Give each group 10 blank footprints to write on. They must write on these to show the ’steps’ to move away from the expectations society places on women (Group 2’s Collage) and towards their own aspirations (Groups 1’s Collage).

How the expectations of women have shifted over time (or not).

Case study from the herstory archive

Margaret Drabble
Margaret Drabble was born in Sheffield in 1939 and spent time in Pontefract as a child due to the Second World War. After gaining a double first in English at Cambridge, she married and had three children at a young age. Her first novel A Summer Bird Cage was published in 1963. Writing became a way of combining motherhood and a career. Reflecting the lives and struggles of ordinary women, her novels broke new ground in the 1960s. Subjects for novels have included the mother/daughter relationship, abortion, childbirth, family life, women ageing and divorce. Her novels reflect the dramatic social, political and economic changes that have taken place over the last 40 years. Inspiration comes from memories, newspaper stories and life in general. She now lives in London.
Read it out. Ask the group (using this four stage focussed conversation)

1. What words or phrases stick out from the text?
2. What memories or associations to your own life, is there with Margaret’s life?
3. In a male description would it say ‘writing became a way of combining fatherhood and a career’? Why or why not? Can people have a successful career and have children, and does this make a difference if the person in question is a man or a woman?
4. What do you think this quote means: ‘women don’t have it all they just do it all’?

How can we have greater expectations?

Get people to think of the myths that there are about women that can restrict what women think they can do in the world, e.g. women aren’t good drivers.

Write these down on flipchart

Then get the group to think about where these myths come from

Ask these questions-

· Has anyone done any research to prove these things?
· Why might people want to believe the myth?
· Who benefits from people believing the myth?
· Why do we think the myth is not true?
· What is impact of de-bunking these myths on women?

An IDEA- invite in a guest speaker to come in and talk such as a women engineer, train driver, builder, Director of a company to show the young women that they too can do these things

5. Do greater expectations of women limit or advance (should we have to be high fliers and why is motherhood seen as not a good choice)

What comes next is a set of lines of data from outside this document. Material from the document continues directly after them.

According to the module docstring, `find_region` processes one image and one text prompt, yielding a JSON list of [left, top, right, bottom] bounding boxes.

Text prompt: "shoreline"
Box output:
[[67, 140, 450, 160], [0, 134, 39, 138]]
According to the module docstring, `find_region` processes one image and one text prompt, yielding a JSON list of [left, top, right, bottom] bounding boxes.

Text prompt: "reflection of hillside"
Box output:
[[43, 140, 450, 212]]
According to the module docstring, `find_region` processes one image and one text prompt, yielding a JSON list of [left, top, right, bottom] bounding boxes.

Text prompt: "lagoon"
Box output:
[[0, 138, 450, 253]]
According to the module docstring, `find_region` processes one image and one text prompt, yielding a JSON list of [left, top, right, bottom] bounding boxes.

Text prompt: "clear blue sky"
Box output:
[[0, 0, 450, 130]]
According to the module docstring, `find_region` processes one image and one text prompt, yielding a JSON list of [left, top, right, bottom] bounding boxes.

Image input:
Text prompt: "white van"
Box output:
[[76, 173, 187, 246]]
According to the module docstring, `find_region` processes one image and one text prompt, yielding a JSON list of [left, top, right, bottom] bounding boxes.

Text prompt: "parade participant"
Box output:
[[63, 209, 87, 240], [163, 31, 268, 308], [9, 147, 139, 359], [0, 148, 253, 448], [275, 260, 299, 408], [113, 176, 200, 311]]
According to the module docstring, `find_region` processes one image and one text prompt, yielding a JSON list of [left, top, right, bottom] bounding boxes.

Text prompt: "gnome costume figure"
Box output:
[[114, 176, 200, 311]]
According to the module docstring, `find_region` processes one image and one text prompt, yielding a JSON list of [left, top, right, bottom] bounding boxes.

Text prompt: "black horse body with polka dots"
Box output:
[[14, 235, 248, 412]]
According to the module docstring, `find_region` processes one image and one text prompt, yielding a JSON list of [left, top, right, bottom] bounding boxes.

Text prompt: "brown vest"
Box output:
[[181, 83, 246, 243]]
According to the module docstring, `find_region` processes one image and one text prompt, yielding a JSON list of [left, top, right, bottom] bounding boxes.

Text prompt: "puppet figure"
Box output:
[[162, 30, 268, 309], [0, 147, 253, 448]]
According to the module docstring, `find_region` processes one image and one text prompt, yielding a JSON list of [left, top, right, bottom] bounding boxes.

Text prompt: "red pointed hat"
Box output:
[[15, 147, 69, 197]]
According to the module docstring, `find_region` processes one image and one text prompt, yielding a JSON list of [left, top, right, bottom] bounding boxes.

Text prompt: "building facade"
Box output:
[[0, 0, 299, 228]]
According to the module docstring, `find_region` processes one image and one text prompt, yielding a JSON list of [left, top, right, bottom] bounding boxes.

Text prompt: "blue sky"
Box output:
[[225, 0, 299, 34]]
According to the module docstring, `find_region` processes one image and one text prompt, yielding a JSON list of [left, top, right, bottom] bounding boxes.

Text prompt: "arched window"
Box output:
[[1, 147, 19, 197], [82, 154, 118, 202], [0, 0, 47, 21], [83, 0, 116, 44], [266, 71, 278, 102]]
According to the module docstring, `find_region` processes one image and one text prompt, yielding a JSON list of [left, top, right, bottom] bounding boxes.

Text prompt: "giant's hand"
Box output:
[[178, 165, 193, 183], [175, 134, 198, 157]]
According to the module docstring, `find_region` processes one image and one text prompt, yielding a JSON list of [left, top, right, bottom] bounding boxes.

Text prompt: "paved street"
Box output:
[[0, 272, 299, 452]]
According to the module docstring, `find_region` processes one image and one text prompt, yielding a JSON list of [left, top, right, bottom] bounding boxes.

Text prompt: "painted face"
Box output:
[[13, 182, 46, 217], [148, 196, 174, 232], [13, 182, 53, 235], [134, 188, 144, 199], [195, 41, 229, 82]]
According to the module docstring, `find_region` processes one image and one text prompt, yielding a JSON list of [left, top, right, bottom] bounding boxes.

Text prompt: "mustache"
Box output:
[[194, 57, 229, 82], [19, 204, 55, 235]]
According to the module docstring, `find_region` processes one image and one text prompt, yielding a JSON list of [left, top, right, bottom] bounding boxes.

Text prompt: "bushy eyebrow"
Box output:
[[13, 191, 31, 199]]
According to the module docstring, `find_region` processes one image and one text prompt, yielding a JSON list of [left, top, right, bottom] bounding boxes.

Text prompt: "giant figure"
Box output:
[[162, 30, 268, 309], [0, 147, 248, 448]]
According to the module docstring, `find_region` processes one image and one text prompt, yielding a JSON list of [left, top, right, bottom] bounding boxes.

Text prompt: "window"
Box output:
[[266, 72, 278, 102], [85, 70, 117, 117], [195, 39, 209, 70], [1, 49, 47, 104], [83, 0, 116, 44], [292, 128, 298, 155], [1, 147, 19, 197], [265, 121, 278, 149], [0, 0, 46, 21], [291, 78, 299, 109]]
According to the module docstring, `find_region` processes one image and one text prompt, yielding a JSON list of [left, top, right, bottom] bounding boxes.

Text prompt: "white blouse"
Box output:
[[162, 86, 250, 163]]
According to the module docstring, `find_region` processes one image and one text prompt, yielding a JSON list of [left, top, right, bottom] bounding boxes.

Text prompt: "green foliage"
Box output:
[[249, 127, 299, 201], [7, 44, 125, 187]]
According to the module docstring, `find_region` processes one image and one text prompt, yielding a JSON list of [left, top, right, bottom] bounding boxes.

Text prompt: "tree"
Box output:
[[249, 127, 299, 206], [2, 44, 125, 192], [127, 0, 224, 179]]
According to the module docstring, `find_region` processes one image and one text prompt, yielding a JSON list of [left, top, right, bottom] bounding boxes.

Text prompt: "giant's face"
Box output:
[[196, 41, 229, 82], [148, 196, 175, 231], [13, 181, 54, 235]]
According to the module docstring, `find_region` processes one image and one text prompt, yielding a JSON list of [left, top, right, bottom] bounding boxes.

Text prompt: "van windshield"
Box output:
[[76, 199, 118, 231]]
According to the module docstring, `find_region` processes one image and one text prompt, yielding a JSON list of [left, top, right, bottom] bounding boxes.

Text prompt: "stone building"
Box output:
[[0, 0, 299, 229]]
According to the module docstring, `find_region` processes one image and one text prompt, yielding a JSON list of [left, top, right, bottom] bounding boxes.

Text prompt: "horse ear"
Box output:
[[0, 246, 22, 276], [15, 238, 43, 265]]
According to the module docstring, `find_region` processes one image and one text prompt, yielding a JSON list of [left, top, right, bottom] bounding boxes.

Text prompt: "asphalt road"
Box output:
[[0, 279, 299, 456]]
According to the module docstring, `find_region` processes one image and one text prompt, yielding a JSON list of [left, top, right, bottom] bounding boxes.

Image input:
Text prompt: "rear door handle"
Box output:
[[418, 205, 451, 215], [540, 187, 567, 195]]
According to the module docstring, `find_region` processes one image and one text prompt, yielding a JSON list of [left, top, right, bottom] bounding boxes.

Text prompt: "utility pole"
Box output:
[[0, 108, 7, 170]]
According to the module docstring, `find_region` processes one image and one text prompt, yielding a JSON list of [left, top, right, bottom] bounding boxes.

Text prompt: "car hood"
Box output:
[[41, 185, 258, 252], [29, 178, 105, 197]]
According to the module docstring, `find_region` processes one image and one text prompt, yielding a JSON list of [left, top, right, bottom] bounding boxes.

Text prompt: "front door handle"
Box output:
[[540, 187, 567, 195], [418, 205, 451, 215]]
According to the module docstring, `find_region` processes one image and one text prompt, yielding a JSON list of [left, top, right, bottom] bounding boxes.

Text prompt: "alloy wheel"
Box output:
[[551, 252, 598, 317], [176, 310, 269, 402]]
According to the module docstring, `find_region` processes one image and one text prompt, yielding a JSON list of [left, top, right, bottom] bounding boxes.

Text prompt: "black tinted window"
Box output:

Have 9 pictures of women in different roles e.g. as a mother, a carer, a builder, a nurse, a politician, a businesswoman, a teacher. Ask the young women to place the pictures in order of the most important to the least important role. Then ask them why they have chosen to put them where they are. Ask them then to move the pictures so they are in order from who they think gets paid the most and who gets paid the least. Ask them if the line up and changed and why. Ask them why it is that if you important jobs you don’t always get paid a wage.

In 2 groups – Debate- why do mothers not get paid a wage to bring up children? One group has to say why they should get paid and the other has to say why they shouldn’t. Then whole group votes.